Ficklish Blog

Sunday, September 07, 2008


So, it’s Sunday and I have some work to do. That’s bad news, I know. It’s not bothering me too much, though – because I’m not actually doing the work. I made an executive decision not to go into the office (being at work on a Sunday? A bridge too far) and that I would write my briefing paper in my pyjamas at the dining room table.

Unsurprisingly, it hasn’t yet happened. My capacity for procrastination has expanded and refined since university. I now have tools at my disposal so spectacularly distracting that had they been in my life ten years ago, I would not have a degree today. Actually, it’s not that remarkable: so I’m watching TV on my laptop while surfing various interesting websites, no big deal, nothing out of the ordinary. Still, my paper is really not getting written.

Today I have spent way too much time trying to work out how to correctly pronounce the word ‘hadron’ so that I can talk about this at dinner tonight.

(It’s really nice of my friends to continue to be friends with me).

I’ve also been reading about the history of the Proms. DJ Ill and I went to a Prom last night, first time for both of us. It’s a long and well-loved tradition and has long been on my must-do list of quintessentially London activities.

They’re held at the Royal Albert Hall, another place I’d not yet visited. It’s big and round and beautifully ornate and it was all very exciting. The concert was lovely – the Royal Scottish National Orchestra playing Roussel, Thea Musgrave, Debussy, and Rachmaninov’s Piano Concerto No. 2 in C minor featuring this guy as a soloist.

The overall experience was just what I hoped for – excellent music in a beautiful setting, a crowd of prommers standing en masse in the middle of the floor and up in the gallery, soaking it up. No clapping between movements, strange chants at particular moments, everyone in high spirits, it was fabulous. That last link? Read it, seriously, it’s brilliant. Englishness at its absolute best:

"What you must never do is push in," says Trueman, a voluble twentysomething in thick glasses. "That's the sin against the Holy Spirit. That will not be forgiven. We queue.

Oh, yes you do. That whole article delights me more than I can say.

DJ Ill and I were a bit pathetic – unsure of how the whole Prom thing worked, I actually booked us seats a couple of weeks ago. While I was very happy to be able to sit in comfort and enjoy the music, I think I’m going to have to go back and try it the other way next year, to have a properly authentic Proms experience - taking my chances in the queue and frolicking with the hardcore.

Going to things like this is part of what I love most about living here. I’m reading this hilarious book at the moment, called - get this - London: The Novel and enjoying it immensely. It’s blockbusteriffic – certainly not the most literary of masterpieces, but a cracking read nonetheless. The historical content is woven into a saga-style story of several families - from Roman times to the present and all the eras in between. It’s helping to fuel the sense of delight that shivers through me as I walk through the streets of the city – knowing that this is where all kinds of fascinating things have been happening for centuries.
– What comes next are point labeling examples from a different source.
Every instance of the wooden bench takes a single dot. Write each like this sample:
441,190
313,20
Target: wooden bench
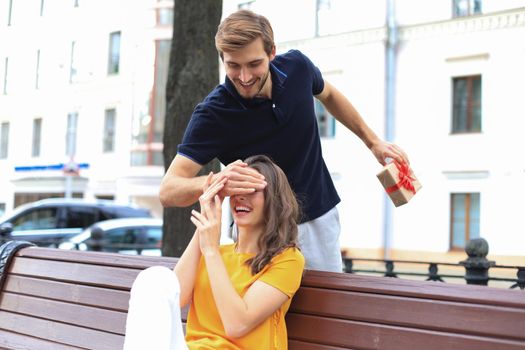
57,299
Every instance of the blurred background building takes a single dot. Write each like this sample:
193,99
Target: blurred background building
82,89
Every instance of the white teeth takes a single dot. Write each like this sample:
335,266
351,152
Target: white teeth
245,209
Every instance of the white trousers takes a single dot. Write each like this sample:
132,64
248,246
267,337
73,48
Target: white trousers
154,318
319,242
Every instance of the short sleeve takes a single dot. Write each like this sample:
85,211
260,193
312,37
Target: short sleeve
315,74
285,271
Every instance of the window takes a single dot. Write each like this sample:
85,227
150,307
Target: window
37,133
71,134
41,218
6,66
325,121
114,53
466,7
10,12
466,114
165,16
73,71
37,75
148,125
109,131
464,218
4,140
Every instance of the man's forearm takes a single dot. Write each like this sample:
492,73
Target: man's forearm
176,191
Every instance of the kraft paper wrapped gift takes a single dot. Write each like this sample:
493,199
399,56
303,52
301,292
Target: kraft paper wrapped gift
399,182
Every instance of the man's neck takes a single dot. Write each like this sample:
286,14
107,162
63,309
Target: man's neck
266,88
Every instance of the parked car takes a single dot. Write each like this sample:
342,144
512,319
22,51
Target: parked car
49,221
142,236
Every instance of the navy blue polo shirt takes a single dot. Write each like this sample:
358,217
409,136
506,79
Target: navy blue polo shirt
229,127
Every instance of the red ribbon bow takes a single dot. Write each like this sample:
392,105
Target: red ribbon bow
405,180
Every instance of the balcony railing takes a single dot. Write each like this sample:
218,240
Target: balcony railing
474,270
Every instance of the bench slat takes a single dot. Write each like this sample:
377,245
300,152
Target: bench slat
17,341
99,258
299,345
59,332
361,335
78,315
403,287
121,278
73,293
412,312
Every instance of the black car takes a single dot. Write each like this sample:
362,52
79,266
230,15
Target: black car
50,221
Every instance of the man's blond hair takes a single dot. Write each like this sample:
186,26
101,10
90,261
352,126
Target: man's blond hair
240,29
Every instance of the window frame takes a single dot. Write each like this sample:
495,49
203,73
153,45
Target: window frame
108,138
71,133
471,8
6,72
471,106
36,140
114,53
467,222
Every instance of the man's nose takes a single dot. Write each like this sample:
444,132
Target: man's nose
245,75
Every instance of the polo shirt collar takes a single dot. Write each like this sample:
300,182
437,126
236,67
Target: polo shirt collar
278,81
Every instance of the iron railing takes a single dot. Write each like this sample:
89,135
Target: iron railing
474,270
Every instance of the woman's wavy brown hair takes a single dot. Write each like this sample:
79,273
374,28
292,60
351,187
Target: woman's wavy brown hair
241,28
281,211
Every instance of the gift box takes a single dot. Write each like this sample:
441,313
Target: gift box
399,182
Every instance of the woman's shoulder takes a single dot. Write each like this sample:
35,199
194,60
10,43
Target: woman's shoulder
290,253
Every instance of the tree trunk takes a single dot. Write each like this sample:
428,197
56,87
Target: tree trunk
193,73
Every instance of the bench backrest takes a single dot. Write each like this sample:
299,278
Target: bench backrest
57,299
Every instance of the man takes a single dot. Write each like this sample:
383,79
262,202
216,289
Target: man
265,106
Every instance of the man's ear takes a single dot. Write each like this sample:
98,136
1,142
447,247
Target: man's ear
272,54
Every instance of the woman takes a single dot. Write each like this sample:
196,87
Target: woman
239,293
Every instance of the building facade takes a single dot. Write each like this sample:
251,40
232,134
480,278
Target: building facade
85,92
81,110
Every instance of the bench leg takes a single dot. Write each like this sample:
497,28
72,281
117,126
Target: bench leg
154,320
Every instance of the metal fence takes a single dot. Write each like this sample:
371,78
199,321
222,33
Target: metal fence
476,269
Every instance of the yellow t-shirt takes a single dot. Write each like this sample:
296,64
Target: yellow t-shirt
204,329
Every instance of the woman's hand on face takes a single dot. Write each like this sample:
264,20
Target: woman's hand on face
208,221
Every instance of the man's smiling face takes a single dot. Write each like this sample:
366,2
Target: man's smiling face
249,69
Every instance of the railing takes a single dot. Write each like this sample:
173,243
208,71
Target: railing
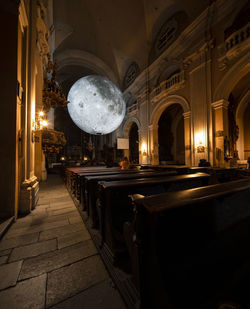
173,82
132,108
238,37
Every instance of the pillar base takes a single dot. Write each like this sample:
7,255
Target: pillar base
28,195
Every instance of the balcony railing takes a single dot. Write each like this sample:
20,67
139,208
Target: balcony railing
174,82
132,108
237,37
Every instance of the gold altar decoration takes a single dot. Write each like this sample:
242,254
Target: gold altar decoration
52,92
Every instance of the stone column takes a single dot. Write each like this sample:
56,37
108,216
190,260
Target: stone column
220,131
9,11
187,137
154,146
143,159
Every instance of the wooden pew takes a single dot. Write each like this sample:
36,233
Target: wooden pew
82,181
73,172
79,176
190,249
91,187
114,207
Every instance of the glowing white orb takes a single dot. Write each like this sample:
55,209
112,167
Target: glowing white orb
96,105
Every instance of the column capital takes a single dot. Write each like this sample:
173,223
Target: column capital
220,104
153,127
187,115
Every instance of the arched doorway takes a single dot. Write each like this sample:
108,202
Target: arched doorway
242,121
171,136
134,144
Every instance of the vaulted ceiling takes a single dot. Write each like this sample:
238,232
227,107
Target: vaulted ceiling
106,37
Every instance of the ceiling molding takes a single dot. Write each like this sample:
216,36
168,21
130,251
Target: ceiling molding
84,59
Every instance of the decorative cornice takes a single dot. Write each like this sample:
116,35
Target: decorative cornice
220,104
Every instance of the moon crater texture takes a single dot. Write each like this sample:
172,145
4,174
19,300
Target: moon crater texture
96,105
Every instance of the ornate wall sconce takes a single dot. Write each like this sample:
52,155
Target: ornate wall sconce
39,124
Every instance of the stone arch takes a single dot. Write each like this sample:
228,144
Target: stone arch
127,125
162,105
230,79
166,102
240,122
86,60
126,130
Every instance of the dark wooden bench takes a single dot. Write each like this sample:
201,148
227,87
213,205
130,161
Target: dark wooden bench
91,187
114,207
190,249
80,180
73,173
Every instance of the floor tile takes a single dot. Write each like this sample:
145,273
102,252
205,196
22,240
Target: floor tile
108,298
9,274
36,228
33,250
61,231
28,294
3,259
18,241
70,280
73,238
54,260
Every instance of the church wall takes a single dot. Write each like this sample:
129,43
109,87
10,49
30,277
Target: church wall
208,72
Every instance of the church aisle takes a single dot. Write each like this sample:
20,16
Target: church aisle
48,260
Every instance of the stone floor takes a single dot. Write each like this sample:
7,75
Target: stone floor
48,260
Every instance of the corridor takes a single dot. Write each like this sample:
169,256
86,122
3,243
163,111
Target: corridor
48,260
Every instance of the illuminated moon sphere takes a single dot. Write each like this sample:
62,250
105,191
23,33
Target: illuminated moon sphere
96,105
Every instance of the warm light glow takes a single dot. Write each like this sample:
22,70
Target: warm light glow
144,149
44,123
200,141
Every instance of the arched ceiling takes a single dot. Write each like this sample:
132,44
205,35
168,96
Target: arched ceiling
114,32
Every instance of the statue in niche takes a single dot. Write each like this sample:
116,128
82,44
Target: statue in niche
233,128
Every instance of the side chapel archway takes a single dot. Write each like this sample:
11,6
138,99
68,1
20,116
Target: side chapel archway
131,130
180,126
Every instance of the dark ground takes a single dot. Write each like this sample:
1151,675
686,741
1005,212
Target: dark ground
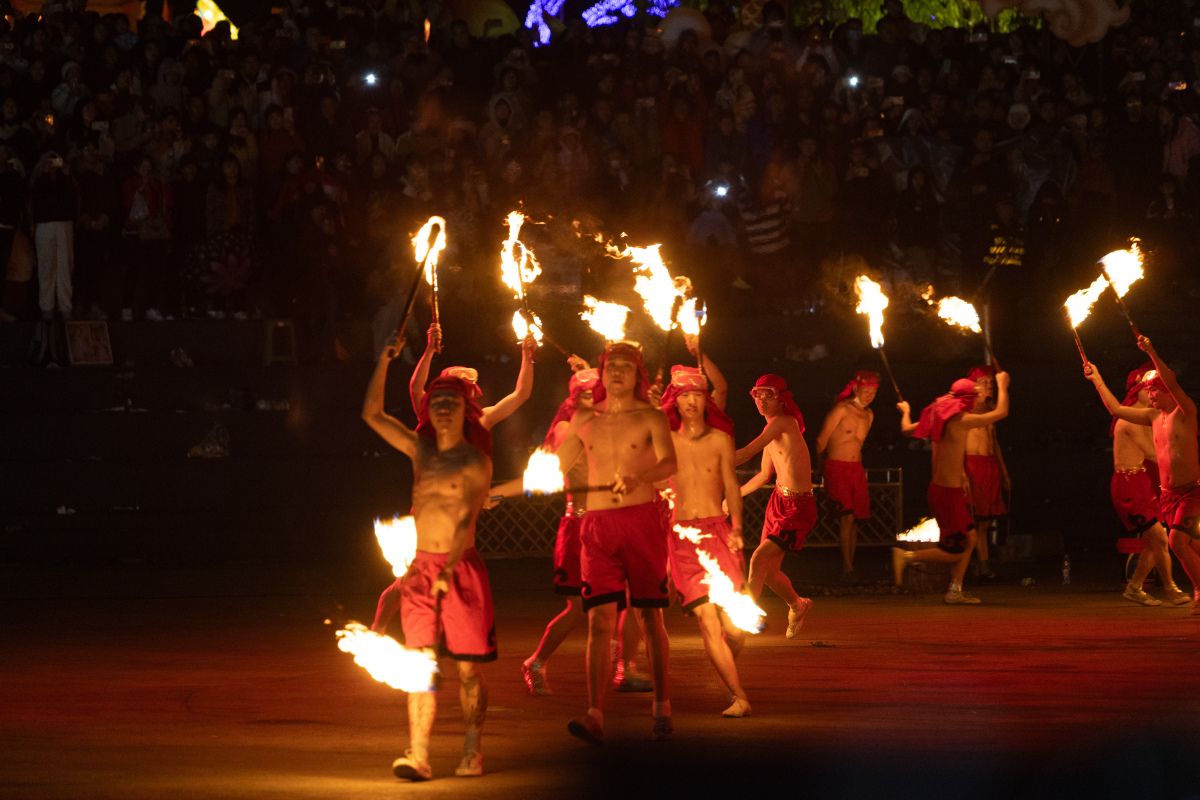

A friend and I went to the Tower the weekend before last – she hadn’t been for twenty years, I hadn’t been for ten. It’s been standing there for the better part of a thousand years, which is hard to wrap your head around. In the Jewel House, there are lots of sparkly shiny things that Kings and Queens have worn for centuries. I’m a Republican, for crying out loud. I don’t even believe in the monarchy. And yet, when I’m looking at the coronation spoon and hearing a helpful aide explain how it dates from the 12th century and is used to anoint each monarch with oil (which is concocted according to a special secret recipe known only to the Royal Chemist) after they’ve taken their oath, I can’t help but feel a little giddy.

There’s so much more that I haven’t even seen yet. I can’t wait to find out more. And who can think of writing a briefing paper when there are so many interesting things to read about?